A tear rolled down her cheek. She remembered the things they had promised each other and it was sheer torture to hear him reminding her. “What kind of future did we have Ben? I was working selling donuts in a bakery and you were hoping for something better than a sales job at the hardware store. We didn’t have two nickels to rub together.” She never would have had the money she needed to make things right again.
“So it was the money?” Ben sat at the edge of his chair. “And you couldn’t even wait to tell me yourself? You just left.”
It was another car accident that had changed her world… again. Sam had little more than a broken arm and a minor concussion. Ben was in a coma and had a severe spinal injury. He almost died. There were so many complications. She couldn’t look at him. “I did what I had to do.”
“Are you that much of a coward?” She couldn’t answer him “And he was almost thirty years older than you. Was his money so attractive that you didn’t mind being with a man who was old enough to be your father?”
She looked up at him then. “Julian was… good to me.”
“He bought you.” Just like all those johns who had bought his mother. His voice was edged with disappointment and pain. “Sam, you sold yourself. Did you enjoy letting him put his hands all over you? Was it worth it? I really thought you were different from my mother.”
Sam opened her mouth to speak but decided to remain quiet. She refused to debate this with him any more. Putting the closed book back on the end table, she stood and threw the blanket onto the chair behind her. She couldn’t let him do this to her. She couldn’t let him past all those barricades she had built around her heart so long ago.
“I have contracted with your agency for your services.
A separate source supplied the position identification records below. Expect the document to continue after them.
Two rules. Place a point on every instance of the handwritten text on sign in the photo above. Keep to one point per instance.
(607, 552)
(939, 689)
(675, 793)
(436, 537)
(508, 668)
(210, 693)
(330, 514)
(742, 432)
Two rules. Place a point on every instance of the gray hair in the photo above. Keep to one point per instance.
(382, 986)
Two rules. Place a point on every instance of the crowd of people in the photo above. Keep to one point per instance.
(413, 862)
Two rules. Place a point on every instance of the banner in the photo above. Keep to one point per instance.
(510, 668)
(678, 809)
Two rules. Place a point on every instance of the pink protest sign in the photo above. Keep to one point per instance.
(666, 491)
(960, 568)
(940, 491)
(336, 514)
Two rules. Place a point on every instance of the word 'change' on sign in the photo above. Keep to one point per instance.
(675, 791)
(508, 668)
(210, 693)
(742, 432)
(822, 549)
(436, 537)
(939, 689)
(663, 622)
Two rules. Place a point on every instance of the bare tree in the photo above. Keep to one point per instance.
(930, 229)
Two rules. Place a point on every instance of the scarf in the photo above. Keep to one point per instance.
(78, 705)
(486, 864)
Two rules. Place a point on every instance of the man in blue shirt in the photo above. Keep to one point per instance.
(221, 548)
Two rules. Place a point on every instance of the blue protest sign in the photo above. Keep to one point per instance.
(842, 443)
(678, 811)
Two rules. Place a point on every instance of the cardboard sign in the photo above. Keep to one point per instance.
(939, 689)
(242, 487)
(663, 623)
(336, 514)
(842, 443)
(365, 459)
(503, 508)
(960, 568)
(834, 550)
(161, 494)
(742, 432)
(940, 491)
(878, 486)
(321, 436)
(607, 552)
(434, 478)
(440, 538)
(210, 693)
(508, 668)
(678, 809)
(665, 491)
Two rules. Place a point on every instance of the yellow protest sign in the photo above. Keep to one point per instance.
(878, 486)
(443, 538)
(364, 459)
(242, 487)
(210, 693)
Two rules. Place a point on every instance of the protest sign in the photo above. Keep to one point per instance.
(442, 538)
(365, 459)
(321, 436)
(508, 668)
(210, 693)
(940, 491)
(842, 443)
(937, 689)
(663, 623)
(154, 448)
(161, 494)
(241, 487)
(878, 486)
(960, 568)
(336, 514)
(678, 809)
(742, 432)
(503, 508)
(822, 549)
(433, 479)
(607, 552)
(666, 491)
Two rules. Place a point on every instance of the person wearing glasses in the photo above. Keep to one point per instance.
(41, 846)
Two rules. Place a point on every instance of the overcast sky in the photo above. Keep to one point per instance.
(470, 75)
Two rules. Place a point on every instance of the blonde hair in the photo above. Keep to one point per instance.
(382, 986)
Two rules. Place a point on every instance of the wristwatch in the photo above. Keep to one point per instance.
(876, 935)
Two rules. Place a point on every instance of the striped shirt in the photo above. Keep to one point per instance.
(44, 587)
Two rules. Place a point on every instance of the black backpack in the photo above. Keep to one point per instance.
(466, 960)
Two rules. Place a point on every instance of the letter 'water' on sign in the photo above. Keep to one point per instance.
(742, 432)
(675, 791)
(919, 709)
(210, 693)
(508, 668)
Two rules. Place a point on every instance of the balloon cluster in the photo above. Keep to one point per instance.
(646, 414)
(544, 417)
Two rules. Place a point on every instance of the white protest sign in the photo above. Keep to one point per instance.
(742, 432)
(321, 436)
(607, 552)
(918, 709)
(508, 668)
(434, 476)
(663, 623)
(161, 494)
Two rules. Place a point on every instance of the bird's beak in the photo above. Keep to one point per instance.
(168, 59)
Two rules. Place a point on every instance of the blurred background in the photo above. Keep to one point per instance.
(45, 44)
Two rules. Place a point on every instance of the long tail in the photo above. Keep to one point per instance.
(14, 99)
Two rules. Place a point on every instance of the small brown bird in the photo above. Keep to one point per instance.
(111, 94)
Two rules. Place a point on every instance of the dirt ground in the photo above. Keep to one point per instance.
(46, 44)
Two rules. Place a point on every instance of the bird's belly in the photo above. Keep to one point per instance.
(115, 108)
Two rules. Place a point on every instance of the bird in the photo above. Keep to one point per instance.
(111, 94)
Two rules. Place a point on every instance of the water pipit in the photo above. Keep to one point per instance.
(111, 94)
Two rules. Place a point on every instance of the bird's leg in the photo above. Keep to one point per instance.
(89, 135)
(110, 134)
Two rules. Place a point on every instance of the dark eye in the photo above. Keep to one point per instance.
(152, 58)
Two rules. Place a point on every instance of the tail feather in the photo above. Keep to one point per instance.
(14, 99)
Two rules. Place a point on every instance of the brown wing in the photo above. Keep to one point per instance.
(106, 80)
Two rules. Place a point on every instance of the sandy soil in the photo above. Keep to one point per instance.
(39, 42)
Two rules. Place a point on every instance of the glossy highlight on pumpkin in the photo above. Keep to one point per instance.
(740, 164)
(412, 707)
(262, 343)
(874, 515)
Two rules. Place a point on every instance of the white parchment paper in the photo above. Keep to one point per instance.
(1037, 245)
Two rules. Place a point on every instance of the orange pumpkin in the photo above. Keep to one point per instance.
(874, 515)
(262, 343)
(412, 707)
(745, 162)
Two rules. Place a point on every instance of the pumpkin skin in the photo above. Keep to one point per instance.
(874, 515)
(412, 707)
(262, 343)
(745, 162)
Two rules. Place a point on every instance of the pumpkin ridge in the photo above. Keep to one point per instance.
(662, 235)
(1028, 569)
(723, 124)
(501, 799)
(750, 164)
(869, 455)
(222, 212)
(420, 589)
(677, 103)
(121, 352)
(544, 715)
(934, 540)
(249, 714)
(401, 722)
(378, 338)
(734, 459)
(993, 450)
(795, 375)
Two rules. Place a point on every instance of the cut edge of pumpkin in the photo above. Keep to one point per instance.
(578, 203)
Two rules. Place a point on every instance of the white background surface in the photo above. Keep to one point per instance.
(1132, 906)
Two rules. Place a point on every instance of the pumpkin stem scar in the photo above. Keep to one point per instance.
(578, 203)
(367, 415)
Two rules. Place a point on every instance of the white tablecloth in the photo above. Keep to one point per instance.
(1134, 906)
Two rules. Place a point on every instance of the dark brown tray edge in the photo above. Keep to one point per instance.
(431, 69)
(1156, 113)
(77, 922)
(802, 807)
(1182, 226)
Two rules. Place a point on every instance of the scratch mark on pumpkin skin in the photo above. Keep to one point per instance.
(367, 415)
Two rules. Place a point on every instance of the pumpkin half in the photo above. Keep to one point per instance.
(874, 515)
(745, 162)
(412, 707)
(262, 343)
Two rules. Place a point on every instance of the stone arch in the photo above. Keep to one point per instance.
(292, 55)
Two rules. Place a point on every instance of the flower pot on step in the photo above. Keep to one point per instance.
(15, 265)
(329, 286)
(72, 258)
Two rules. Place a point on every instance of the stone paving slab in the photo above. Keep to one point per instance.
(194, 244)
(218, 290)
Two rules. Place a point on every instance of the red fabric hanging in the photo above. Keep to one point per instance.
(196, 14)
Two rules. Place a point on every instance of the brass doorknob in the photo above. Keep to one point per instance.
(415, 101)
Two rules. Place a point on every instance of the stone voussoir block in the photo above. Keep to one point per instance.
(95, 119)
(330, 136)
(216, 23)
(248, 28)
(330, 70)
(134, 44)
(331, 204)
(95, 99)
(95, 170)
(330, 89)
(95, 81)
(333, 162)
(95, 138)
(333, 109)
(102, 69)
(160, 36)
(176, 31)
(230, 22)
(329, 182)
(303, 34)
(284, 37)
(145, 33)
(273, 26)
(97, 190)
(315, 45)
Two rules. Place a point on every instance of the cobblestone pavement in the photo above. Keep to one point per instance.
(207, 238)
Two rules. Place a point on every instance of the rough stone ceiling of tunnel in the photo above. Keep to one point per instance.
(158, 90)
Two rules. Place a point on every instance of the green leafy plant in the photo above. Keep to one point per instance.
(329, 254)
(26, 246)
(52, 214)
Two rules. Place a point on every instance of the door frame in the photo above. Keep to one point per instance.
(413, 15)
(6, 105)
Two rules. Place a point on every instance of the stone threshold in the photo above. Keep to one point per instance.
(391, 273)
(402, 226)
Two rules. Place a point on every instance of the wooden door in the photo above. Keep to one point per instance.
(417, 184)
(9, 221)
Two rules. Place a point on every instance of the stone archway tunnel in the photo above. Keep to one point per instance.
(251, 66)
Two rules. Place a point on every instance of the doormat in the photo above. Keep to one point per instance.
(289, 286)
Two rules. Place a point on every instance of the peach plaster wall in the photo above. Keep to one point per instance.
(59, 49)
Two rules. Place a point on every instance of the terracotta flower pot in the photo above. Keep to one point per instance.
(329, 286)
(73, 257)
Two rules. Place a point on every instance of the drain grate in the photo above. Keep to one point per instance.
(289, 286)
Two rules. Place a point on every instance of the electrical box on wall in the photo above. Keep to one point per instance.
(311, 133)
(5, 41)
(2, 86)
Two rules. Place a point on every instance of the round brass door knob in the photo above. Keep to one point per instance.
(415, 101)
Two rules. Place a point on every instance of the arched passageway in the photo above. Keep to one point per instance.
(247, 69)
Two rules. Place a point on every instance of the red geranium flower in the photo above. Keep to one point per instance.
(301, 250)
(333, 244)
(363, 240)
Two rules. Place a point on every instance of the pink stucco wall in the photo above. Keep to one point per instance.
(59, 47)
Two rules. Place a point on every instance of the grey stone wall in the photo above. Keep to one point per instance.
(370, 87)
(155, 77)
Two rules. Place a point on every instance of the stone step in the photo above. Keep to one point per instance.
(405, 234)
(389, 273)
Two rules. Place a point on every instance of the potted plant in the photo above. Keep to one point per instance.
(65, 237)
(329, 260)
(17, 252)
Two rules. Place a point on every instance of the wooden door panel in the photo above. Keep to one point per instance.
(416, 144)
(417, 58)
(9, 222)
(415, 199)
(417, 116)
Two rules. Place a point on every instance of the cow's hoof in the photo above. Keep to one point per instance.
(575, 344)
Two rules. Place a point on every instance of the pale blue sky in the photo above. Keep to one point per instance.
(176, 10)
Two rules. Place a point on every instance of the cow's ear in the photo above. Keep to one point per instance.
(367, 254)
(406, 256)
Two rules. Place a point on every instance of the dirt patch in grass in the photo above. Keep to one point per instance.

I think that is the only relationship you and I need to have…” She started to walk towards the door. She turned back to him. “Breakfast is at seven, Philip needs to be at school by eight-thirty. Please manage to find it in your talents to be civil with me in front of my son. He seems to like you and I want him to feel safe. But Ben, I won’t hesitate to have you replaced. Remember that.” She left the room without looking back.